Largely driven by electrification, the global auto industry in the last decade has seen a massive increase in new entrants. Today there are nearly 300 companies pursuing the development of an electric vehicle.

Mentor is a leader in supplying automotive companies innovative solutions for the design and manufacture of automotive electronics systems. There are 274 companies designing and producing vehicles. Many other companies are working on all-electric passenger vehicles, including cars and light trucks.

So frantic is the pace of new company creation that the best historical analogue almost certainly is to early 20th century Detroit, where well over 100 new automotive companies were formed in a few years, often over drinks at the bar at Hotel Pontchartrain. Back then the auto industry consolidated as the leaders in manufacturing scale and efficiency gained market share.

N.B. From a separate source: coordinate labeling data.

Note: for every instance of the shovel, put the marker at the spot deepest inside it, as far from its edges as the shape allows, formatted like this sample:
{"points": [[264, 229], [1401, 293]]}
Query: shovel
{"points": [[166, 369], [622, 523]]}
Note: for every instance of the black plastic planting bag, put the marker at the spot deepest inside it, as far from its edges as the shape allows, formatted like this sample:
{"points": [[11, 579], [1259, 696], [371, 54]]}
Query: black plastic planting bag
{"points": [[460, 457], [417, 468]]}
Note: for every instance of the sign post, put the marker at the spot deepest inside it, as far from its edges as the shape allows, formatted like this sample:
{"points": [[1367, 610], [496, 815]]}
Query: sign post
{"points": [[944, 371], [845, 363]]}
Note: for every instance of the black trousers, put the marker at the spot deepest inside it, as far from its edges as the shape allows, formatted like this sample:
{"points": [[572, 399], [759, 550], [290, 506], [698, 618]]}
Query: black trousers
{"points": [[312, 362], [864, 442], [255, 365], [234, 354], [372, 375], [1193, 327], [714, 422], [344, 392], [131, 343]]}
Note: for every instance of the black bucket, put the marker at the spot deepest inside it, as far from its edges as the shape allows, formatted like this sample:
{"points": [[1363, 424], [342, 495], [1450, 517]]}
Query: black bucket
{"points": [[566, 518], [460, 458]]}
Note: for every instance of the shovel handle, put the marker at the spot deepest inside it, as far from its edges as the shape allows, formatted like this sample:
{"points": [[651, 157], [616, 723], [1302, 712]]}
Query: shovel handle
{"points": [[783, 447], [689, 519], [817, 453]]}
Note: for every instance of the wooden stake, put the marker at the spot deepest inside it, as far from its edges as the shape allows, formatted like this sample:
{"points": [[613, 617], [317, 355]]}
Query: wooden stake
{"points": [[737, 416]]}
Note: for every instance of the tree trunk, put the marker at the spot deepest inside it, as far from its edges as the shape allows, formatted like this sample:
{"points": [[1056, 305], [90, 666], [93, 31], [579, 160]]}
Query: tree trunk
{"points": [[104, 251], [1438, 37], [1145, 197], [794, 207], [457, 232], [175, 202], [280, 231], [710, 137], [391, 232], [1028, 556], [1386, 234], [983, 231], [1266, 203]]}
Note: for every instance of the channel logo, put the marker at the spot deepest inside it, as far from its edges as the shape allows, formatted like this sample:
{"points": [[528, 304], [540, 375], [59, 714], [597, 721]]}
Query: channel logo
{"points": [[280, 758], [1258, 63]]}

Now the industry is moving from manufacturing to the high tech sector, which expands and contracts regularly as innovations are introduced.

There is undeniably a technology-driven expansion of activity. Tesla, with its visionary CEO, brought electric cars to the mainstream, at least in familiarity as a viable automobile. Innovation in tech brings in new entrants and then economies of scale and market forces pick a few big winners. Think cell phones, now smart phones.

There’s a number of once-prominent manufacturers/brands (Benefon, Blackberry, Casio, Ericsson, Hitachi, Helio, KDDI Penck, Motorola, Nokia, O2, Panasonic, Sidekick, Sanyo, Sony, Toshiba) whose fortunes have at best been mixed in more recent years.

Samsung and Apple are the current winners and nothing in the near future — not even the Google Pixel with great reviews — seem likely to disrupt the market’s choice of leaders.

That’s one inevitable outcome of the big consolidation and contraction that happened as the industry transitioned to powerful smartphones and broadband mobile data.

One thing most seem to be sure of — tech’s accelerated boom/bust pattern is likely to start impacting the auto industry, which has long lived with a steadier business cycle, one that mostly tracks macroeconomic conditions with barriers of entry preventing any real serious new contenders.

No one knows what 2017 holds for electric vehicles. But I’d say it’s a near certainty that in a decade you’ll be able to name a handful of EV OEMs no one has heard of today.

Brian Derrick is vice president of marketing at Mentor Graphics in Portland, Ore.